1. Collection of API Usage Data

You should have a system that can collect API usage data and attribute this to individual developer accounts. This attribution can be done through API keys, user ids, or other identifiable information. This can be done automatically via an API analytics SDK like Moesif. Key metrics you want to collect from your APIs include:

  • REST route or feature used
  • Version of API or endpoint used
  • How long the call took
  • The User-Agent or SDK used
  • Where it came from geographically

2. Collection of UI Interactions

In addition to collecting API data, you will also need usage data from your UI such as your web application. This can be done directly from your browser javascript code or can be done automatically via a web analytics SDK like Pendo. You should collect at least the following:

  • When a user signs up
  • The pages or steps in your onboarding flow.
  • The browser or device used
  • When a user exits onboarding

3. Analytics system to combine and segment this data

If you’re building an in-house system, you’ll need a way to combine your web history with your API history for each developer. This way you can perform more advanced segmentation and cohort analysis on your third party community. Specific features you’ll need in this analytics service:

  • Ability to split developers into cohorts and perform retention analysis
  • A way to filter or group by past actions on an API or website
  • Sync user attributes from a CRM or user database which include information like revenue or LTV
  • Import attribution information such as UTM parameters for referrals and digital marketing.

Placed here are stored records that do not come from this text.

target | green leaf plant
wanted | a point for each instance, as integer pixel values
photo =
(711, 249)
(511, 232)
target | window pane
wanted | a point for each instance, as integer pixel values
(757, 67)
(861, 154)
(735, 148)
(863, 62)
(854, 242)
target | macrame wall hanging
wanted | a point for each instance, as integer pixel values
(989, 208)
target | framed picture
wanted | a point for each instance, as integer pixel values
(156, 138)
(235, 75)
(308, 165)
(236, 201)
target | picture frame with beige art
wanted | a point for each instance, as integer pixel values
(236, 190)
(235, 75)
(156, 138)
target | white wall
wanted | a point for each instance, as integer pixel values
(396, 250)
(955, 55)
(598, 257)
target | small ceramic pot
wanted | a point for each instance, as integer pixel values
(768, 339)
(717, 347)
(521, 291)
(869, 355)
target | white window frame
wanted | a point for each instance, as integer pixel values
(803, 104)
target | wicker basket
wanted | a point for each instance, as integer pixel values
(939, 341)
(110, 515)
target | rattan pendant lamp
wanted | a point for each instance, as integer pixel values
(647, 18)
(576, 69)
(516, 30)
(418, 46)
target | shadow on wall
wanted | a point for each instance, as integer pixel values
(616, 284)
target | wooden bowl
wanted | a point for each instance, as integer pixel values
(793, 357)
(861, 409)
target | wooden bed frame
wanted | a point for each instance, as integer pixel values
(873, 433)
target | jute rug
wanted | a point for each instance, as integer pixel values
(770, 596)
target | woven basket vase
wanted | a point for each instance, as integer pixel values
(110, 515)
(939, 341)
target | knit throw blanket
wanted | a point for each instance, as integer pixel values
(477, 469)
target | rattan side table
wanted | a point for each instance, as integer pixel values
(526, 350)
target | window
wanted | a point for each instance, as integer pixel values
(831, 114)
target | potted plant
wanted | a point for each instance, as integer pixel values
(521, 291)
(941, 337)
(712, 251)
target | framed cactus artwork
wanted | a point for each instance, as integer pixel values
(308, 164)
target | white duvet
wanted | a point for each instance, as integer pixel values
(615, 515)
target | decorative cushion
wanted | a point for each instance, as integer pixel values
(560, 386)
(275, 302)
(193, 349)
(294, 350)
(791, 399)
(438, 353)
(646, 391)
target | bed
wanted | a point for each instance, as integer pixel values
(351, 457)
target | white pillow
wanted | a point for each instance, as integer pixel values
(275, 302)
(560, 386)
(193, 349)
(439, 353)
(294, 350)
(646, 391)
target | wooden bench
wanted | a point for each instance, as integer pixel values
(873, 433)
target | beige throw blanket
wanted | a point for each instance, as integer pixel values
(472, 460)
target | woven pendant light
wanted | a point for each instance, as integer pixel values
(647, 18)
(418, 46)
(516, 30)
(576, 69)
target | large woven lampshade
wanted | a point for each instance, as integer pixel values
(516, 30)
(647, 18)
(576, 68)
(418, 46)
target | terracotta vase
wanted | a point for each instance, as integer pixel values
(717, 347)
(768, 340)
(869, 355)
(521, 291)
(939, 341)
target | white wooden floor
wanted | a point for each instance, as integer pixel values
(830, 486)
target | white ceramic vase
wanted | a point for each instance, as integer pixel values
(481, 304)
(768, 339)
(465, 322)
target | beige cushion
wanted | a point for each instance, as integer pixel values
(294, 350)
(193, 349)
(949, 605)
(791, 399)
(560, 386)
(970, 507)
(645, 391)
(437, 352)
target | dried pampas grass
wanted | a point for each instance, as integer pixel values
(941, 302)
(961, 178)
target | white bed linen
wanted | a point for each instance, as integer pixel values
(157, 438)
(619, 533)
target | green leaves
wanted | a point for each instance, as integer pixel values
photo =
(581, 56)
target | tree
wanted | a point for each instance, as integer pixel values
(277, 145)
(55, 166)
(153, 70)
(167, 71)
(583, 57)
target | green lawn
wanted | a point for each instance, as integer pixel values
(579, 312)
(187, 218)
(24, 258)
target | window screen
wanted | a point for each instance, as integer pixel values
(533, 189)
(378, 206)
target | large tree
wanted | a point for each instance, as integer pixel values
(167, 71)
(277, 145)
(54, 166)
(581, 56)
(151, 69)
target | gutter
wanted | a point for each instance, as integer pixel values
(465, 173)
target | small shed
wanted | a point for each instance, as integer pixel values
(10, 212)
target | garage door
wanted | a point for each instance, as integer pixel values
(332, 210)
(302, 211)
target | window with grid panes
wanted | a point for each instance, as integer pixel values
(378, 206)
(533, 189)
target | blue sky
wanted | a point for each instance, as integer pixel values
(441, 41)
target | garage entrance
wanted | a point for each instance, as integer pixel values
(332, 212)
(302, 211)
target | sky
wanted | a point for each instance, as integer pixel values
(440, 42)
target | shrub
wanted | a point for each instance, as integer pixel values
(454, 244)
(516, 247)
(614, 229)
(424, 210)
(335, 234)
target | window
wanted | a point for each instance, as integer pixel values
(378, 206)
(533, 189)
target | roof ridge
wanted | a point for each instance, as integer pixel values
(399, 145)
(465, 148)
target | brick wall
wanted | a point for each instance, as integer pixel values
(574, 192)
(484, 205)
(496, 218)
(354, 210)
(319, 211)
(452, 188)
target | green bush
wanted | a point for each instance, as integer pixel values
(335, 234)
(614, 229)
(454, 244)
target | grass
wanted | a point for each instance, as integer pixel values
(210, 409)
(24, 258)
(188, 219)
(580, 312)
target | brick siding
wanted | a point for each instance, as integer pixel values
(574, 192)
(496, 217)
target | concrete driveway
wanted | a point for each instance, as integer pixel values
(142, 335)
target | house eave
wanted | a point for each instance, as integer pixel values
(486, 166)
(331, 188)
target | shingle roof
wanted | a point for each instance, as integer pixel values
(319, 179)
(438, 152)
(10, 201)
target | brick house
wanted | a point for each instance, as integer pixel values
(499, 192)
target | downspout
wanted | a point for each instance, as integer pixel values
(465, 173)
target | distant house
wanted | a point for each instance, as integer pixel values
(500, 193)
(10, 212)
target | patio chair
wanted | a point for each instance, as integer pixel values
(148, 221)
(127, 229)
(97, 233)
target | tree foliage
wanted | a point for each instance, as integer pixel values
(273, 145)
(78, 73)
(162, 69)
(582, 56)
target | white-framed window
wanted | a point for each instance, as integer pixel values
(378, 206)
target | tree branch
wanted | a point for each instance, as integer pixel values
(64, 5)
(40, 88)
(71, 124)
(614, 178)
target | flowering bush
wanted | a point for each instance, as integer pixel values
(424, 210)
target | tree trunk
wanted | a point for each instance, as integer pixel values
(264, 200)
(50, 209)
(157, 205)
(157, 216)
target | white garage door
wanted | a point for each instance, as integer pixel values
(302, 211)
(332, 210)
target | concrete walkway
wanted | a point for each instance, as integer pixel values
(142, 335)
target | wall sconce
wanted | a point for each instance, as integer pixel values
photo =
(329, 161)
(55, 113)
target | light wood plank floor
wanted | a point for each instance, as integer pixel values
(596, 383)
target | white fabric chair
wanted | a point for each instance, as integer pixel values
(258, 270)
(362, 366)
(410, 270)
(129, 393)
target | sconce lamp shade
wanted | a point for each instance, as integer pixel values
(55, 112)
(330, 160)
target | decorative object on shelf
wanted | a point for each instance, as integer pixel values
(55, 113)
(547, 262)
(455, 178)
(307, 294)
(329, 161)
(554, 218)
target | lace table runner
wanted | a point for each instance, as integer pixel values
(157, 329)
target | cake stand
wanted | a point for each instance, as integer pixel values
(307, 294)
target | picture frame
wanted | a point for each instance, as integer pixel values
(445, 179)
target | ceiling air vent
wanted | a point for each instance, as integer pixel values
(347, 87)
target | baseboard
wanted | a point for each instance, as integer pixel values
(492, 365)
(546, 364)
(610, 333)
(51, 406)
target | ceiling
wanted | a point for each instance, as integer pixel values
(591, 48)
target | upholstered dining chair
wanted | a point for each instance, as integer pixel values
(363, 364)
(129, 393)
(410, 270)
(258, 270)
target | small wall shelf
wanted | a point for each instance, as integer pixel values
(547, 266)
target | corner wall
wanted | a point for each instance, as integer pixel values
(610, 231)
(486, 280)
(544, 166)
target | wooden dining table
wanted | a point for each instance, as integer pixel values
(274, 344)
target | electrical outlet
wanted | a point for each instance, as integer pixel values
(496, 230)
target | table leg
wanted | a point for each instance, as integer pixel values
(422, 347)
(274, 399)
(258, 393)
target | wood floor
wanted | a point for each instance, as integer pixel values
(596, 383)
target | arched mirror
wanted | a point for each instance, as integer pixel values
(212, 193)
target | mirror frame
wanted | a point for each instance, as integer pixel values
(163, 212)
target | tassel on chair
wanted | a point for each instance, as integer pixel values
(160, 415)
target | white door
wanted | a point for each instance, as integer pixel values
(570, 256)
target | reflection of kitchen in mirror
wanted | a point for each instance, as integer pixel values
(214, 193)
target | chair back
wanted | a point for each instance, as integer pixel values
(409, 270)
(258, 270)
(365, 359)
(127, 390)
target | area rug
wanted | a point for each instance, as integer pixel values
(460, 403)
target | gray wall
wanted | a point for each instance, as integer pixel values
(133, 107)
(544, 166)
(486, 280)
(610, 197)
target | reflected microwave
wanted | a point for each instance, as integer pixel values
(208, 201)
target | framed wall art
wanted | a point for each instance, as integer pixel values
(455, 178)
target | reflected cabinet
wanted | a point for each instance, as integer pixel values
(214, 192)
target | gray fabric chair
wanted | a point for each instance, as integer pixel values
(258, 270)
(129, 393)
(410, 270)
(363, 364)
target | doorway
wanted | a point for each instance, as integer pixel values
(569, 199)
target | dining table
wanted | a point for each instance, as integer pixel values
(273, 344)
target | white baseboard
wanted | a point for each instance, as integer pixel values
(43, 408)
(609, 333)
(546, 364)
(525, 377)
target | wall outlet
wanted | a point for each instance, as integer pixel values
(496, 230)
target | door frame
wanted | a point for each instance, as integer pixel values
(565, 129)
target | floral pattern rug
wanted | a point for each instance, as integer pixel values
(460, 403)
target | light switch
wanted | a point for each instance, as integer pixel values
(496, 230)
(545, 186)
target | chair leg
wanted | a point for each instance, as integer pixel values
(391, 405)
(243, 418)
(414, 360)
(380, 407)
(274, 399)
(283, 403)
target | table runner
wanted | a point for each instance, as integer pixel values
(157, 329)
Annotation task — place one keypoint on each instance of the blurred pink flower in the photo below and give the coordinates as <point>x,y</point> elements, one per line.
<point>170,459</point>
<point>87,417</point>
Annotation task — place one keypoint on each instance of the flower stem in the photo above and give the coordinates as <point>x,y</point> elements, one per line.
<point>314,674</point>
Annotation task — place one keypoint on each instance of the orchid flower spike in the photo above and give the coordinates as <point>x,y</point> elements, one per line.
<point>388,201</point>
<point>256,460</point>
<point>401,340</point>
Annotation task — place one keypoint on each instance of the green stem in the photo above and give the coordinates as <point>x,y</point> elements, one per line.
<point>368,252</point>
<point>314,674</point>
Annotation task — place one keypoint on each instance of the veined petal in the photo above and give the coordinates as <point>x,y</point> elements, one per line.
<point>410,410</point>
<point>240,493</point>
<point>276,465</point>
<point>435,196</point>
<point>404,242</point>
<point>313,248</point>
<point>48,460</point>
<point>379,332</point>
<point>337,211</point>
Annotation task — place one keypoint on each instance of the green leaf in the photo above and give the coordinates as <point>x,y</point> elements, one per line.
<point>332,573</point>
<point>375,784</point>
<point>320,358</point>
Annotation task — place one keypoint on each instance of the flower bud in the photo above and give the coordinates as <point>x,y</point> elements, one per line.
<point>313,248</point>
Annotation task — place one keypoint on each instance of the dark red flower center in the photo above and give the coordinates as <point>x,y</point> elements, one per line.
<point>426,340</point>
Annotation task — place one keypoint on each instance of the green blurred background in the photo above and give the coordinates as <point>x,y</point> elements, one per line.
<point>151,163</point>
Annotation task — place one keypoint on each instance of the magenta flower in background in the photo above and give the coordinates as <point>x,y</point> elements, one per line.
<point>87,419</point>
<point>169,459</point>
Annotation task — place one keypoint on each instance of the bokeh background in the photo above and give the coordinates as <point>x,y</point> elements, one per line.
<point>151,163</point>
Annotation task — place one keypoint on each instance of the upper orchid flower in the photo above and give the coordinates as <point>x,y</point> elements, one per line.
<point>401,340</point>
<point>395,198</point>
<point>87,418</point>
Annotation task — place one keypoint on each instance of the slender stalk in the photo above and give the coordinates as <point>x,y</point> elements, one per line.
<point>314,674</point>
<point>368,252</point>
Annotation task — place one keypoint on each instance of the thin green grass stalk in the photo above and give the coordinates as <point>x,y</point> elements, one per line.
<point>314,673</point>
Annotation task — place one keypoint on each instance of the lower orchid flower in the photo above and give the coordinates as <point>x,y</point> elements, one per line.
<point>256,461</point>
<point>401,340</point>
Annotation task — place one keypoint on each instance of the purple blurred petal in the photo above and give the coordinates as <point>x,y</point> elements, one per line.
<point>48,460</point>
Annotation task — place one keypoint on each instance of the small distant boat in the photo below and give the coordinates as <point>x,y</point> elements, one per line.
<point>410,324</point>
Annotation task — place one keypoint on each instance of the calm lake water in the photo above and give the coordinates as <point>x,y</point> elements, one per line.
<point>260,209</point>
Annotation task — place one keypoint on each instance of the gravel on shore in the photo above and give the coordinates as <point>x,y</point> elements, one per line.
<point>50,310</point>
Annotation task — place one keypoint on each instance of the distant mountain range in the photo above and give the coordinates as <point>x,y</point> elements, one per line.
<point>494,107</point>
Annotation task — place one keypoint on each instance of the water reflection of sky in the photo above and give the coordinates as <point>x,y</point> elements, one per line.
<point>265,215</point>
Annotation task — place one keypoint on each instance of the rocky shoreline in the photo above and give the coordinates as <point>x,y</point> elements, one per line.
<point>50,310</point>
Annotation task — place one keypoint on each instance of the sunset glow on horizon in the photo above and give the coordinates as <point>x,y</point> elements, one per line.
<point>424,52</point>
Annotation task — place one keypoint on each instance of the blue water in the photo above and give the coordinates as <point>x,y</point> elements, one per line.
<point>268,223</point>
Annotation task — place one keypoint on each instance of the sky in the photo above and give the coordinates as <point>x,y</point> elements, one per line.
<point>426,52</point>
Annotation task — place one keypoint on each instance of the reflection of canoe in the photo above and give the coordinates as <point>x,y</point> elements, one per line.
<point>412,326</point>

4. UI elements to enable in-app messaging and notifications

Once you have a system that can collect and analyze this data, you’ll need to create various UI elements such as banners, popup modals, and notifications that can be driven from this user data. Critical to this is driving it at the right time while also providing flexibility in A/B testing this messaging. By A/B testing, you can measure the effectiveness of each onboarding flow and improve.

Closing thoughts

Creating amazing developer experiences requires treating your platform as a product. This means you need to track, measure, analyze, test, and repeat. Once you are able to follow this process, you’ll have the tools to improve your API retention and drive higher API adoption. Once you are able to follow this process for your existing users, you’ll have the tools to improve your API retention with automation and drive higher product adoption.